The expression profiles of MAGE-A2, MAGE-A3, MAGE-A4, MAGE-A6 and MAGE-A10 were quantitatively measured by qrt-PCR. To validate the values measured for each MAGE-A gene, three measurements were performed and the mean value calculated. The measurements were performed with a LightCycler 2.0 qrt-PCR-System (Roche Pharma AG, 79639 Grenzach-Wyhlen, Germany) using FastStart DNA Master Plus SYBR-Green I (Roche Pharma AG, 79639 Grenzach-Wyhlen, Germany). The reaction volume of each measurement was 20 μl, consisting of 1 μl cDNA, 1 μl forward primer (20 μM), 1 μl reverse primer (20 μM), 4 μl LightCycler DNA Master SYBR-Green I (Roche), and 13 μl water. The steps for the qrt-PCR program for the LightCycler were: an initial denaturation at 95°C for 7 minutes, 45 cycles of amplification with denaturation at 95°C for 10 minutes, primer annealing for 10 seconds (for specific temperatures see Table 1) and elongation at 72°C for 18 seconds. Completing the protocol, a melting range analysis with one cycle at 95°C for 30 seconds followed by a cycle at 67°C for 20 seconds with continuously measured fluorescence was performed. The values measured were normalised to the expression in adult keratinocytes (NHEK, reference)[25]. The values are given in arbitrary units (a.u.).

Immunocytochemistry

For immunocytochemistry, the monoclonal global MAGE-A antibody 57B was used (by courtesy of Prof. Giulio C. Spagnoli, Onkologische Chirurgie, Institute for Surgical Research and Hospital Management, University Hospital Basel, 4031 Basel, Switzerland).
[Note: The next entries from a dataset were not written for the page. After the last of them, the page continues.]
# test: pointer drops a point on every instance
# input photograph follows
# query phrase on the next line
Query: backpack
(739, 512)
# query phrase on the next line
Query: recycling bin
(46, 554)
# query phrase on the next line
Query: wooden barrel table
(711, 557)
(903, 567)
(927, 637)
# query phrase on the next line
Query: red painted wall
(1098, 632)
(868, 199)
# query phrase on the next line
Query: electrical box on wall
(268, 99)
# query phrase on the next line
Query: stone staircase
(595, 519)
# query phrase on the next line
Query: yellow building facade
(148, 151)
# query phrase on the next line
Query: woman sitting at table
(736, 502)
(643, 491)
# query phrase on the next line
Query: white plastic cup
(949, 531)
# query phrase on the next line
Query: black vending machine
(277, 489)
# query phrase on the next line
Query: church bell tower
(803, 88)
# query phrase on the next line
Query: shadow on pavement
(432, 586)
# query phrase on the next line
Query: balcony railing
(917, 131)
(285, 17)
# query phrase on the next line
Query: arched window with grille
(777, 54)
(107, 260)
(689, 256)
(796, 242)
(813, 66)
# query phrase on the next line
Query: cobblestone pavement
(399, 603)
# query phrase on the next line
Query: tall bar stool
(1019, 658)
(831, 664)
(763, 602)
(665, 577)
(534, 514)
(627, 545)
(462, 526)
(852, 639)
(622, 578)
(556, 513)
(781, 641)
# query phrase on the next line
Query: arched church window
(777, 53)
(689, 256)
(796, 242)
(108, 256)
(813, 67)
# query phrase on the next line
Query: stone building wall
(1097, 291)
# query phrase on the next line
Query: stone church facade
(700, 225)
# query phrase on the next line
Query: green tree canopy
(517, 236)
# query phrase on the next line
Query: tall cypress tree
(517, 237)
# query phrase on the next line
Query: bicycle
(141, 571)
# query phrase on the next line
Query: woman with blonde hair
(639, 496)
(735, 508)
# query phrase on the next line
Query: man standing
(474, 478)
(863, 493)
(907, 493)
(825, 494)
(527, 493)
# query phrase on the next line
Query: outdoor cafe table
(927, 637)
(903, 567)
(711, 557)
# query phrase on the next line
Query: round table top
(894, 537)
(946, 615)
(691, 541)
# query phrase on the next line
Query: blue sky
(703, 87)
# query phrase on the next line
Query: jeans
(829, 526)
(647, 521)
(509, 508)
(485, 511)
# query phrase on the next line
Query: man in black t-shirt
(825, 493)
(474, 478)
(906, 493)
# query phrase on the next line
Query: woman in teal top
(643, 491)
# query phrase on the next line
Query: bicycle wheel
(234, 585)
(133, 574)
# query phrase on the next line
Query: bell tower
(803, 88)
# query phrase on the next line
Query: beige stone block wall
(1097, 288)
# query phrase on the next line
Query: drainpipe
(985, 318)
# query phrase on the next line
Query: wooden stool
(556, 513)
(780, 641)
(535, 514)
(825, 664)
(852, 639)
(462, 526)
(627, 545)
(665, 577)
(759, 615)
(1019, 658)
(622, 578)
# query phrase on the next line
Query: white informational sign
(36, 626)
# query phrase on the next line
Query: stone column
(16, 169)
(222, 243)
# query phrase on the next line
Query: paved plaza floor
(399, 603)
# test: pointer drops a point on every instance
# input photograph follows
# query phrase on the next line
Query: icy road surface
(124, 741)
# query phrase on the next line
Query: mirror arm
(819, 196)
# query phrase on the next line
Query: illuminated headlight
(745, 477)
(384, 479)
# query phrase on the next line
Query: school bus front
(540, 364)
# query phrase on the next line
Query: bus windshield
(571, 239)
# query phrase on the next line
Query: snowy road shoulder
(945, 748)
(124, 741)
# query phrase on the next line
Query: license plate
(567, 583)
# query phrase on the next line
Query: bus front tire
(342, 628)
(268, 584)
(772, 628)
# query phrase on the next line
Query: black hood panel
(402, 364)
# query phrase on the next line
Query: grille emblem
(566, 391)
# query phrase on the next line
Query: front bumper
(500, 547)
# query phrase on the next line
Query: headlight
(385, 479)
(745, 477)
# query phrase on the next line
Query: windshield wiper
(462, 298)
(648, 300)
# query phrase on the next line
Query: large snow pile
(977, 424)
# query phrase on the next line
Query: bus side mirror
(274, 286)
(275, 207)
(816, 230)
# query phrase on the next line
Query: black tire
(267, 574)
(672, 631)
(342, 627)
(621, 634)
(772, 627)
This monoclonal antibody binds to a common epitope of MAGE-A antigens and facilitates simultaneous detection. The cells were seeded (5 × 105 adherent cells per chamber) on a four chamber slide (LabTek™ Chamber Slide System, Nunc, 65201 Wiesbaden, Germany) and incubated. Afterwards the cells were washed three times (Wash buffer S3006, DAKO, 22083 Hamburg, Germany) and fixated with acetone. Endogenous peroxidase was blocked with for ten minutes (DAKO 2023, DAKO, 22083 Hamburg, Germany) and the cells were washed again three times. The antibody ligands were blocked with 5% goat serum (X0907, DAKO, 22083 Hamburg, Germany) for one hour. The monoclonal antibody (anti-MAGE 57B) was diluted 1:10 and incubated with the fixed cells for one hour. The cells were washed three times again. Staining was performed with a secondary antibody (radish peroxidase) with the Envision™/HRP-System (DAKO K4063, DAKO, 22083 Hamburg, Germany) according to the manufacturer's instructions and additional counterstaining was done with hematoxylin.

Results

Using rt-PCR, MAGE-A antigens were detected in all cell lines examined (Figures 1, 2, 3, 4, 5). MAGE-A10 was also detected in all cell lines. This is in contrast to qrt-PCR which did not reveal any significant expression compared with the reference cell line. This can be explained by the high number of PCR-cycles (35). Even minimal amounts are amplified to sufficient portion for detection.

Figure 1
figure 1

RT-PCR-Blot of MAGE-A2 expression in the cell lines examined. Double bands indicate splice variants. (left column = 100 bp marker, right column (control) = water).

Figure 2
figure 2

RT-PCR-Blot of MAGE-A3 expression in the cell lines examined. The intensity of the bands suggests different levels of expression. (left column = 100 bp marker, right column (control) = water).

Figure 3
figure 3

RT-PCR blot of MAGE-A4 expression in cell lines examined. Cell line PCI 52 has a splice variant. Besides this finding, there is a homogenous expression pattern. (left column = 100 bp marker, right column (control) = water).

Figure 4
figure 4

RT-PCR blot of MAGE-A6 expression in the cell lines examined. There is a homogenous expression pattern. (left column = 100 bp marker, right column (control) = water).

Figure 5
figure 5

RT-PCR blot of MAGE-A10 expression in the cell lines examined. There is a homogenous expression pattern. (left column = 100 bp marker, right column (control) = water).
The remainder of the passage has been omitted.